We’ve all seen pictures of the Milky Way (not the candy bar, though it is quite yummy) on TV or in books. And, I am sure you all have looked up in the night sky at one time or another and caught a glimpse of it. For those who never went to school or failed astronomy:
“The Milky Way is the galaxy that contains our Solar System. Its name “milky” is derived from its appearance as a dim glowing band arching across the night sky in which the naked eye cannot distinguish individual stars.” from Wikipedia
Unfortunately, the Milky Way is not always visible as it rises and falls in the sky just like the moon. And, most of us have too much ambient light in our community making most of the stars invisible. But when you are out in the middle of nowhere, like the far reaches of Arches National Park, it is possible to observe this everyday phenomenon in its full glory. And, we had the opportunity to shoot it as part of our photography workshop. This all sounded great until we found out that the Milky Way starts appearing at 2:30 am. That means waking up at 1:30 am and driving to a very remote part of the park.
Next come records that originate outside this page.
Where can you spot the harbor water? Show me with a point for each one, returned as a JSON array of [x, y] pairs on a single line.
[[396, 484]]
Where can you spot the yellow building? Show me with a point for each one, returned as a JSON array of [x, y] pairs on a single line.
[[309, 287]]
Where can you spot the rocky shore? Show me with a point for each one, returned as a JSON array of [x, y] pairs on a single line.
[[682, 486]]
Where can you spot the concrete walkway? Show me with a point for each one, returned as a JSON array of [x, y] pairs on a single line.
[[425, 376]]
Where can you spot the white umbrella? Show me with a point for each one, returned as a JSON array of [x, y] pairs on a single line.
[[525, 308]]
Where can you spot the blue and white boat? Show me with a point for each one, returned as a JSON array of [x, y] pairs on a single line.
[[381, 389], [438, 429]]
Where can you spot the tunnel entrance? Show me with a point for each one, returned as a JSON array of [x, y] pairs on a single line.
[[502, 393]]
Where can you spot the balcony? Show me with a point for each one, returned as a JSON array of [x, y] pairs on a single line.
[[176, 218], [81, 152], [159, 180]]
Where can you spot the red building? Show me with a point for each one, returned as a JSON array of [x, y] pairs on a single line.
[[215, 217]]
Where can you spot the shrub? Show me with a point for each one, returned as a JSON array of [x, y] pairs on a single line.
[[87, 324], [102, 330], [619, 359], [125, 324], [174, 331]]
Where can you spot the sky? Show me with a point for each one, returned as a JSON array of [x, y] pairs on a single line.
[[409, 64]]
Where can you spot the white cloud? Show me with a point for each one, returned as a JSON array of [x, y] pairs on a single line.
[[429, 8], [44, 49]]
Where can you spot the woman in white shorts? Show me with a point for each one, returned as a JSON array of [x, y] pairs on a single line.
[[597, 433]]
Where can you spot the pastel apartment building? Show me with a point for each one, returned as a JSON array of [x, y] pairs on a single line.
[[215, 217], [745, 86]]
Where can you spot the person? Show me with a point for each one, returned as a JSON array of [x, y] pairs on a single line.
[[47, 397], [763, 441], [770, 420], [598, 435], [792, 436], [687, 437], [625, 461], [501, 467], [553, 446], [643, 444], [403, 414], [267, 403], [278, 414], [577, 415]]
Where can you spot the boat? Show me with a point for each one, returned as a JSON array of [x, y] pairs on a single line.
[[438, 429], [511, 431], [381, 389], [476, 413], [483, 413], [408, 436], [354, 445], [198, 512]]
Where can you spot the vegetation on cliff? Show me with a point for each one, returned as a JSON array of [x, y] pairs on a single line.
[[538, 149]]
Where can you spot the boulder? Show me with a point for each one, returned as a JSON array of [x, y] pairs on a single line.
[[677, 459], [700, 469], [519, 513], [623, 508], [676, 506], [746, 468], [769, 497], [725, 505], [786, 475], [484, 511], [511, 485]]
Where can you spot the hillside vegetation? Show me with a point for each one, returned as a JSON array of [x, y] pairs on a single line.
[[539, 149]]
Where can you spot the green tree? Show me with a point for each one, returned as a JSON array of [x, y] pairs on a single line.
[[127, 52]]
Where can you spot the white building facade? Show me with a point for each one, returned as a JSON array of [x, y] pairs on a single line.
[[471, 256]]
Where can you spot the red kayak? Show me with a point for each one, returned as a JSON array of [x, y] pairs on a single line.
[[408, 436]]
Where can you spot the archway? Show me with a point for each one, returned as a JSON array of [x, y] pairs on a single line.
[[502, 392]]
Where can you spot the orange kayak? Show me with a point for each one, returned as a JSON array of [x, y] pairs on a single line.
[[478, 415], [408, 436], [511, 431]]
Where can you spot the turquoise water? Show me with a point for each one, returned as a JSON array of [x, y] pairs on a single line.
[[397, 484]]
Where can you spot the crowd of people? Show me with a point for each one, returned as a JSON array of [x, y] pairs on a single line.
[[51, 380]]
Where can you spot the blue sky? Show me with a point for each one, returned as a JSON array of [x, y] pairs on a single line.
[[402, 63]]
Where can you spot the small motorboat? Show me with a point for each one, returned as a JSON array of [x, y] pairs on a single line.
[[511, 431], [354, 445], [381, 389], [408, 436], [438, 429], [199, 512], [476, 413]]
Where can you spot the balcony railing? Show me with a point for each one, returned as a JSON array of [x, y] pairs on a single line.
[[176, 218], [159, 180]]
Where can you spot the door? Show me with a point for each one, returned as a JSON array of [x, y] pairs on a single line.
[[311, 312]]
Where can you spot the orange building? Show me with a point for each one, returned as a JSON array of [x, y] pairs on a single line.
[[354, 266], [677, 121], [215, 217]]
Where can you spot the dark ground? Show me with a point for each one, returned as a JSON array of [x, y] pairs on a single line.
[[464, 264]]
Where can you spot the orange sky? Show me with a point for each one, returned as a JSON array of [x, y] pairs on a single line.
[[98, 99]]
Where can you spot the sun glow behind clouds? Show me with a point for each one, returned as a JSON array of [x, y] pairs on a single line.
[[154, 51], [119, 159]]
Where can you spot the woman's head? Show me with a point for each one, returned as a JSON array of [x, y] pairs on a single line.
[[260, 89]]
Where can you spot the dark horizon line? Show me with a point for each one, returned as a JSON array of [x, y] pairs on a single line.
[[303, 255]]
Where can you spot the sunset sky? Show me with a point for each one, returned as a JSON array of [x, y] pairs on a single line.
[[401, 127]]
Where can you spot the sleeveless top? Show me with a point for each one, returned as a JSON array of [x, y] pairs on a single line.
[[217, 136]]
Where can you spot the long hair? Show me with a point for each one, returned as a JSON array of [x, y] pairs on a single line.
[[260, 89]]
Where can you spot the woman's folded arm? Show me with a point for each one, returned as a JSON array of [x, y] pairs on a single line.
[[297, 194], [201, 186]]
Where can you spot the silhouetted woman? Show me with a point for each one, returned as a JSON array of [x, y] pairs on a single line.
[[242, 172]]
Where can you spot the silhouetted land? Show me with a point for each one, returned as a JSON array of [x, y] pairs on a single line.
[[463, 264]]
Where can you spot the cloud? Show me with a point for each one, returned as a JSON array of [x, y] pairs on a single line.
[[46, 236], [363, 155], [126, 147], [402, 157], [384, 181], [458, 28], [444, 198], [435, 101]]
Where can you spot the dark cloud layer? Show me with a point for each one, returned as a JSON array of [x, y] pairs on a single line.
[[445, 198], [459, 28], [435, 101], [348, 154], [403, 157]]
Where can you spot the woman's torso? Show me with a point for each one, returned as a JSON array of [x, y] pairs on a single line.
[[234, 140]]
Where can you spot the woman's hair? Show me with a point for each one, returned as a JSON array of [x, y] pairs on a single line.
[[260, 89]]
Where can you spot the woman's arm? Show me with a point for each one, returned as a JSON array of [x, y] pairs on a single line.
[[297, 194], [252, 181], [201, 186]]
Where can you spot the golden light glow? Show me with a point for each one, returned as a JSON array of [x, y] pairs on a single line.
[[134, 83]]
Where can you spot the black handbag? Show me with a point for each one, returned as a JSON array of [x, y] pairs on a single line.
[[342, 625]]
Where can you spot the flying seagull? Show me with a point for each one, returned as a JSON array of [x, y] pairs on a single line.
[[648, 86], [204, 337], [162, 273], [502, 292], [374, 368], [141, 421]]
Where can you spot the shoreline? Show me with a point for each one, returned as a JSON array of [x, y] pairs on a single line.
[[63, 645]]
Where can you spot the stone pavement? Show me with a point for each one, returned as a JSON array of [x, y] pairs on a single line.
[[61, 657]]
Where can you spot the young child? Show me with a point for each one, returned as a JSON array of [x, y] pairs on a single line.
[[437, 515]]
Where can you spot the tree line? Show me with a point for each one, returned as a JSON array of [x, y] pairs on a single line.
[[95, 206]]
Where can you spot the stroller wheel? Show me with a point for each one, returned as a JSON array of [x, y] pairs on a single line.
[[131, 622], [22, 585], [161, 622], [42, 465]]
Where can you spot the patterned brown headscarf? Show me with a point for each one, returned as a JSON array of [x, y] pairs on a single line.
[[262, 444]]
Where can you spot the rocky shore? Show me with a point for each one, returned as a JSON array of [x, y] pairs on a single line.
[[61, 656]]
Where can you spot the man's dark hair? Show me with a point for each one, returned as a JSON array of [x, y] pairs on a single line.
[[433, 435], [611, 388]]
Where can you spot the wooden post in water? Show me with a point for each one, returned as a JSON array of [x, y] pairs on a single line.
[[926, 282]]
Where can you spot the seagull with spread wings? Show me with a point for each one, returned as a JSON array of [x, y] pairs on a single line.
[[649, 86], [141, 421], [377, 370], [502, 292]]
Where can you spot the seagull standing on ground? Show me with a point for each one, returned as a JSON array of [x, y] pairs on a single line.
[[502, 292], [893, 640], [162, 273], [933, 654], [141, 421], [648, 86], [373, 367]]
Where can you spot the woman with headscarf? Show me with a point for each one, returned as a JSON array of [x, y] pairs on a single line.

Well, no one said getting great photos is easy.
Setting up the camera with the proper f-stop, exposure, ISO, etc. was quite easy – we just followed the recipe as prescribed by our instructor (nicknamed “Snake” of all things). What was difficult was getting the lens focused properly as one can’t focus a camera in the dark. Hence, we had to do this hours earlier, long before our scheduled shoot.
After all that, here is a night shot of our Milky Way with Window Arch in the lower left:
So, do you think it was worth a sleepless night?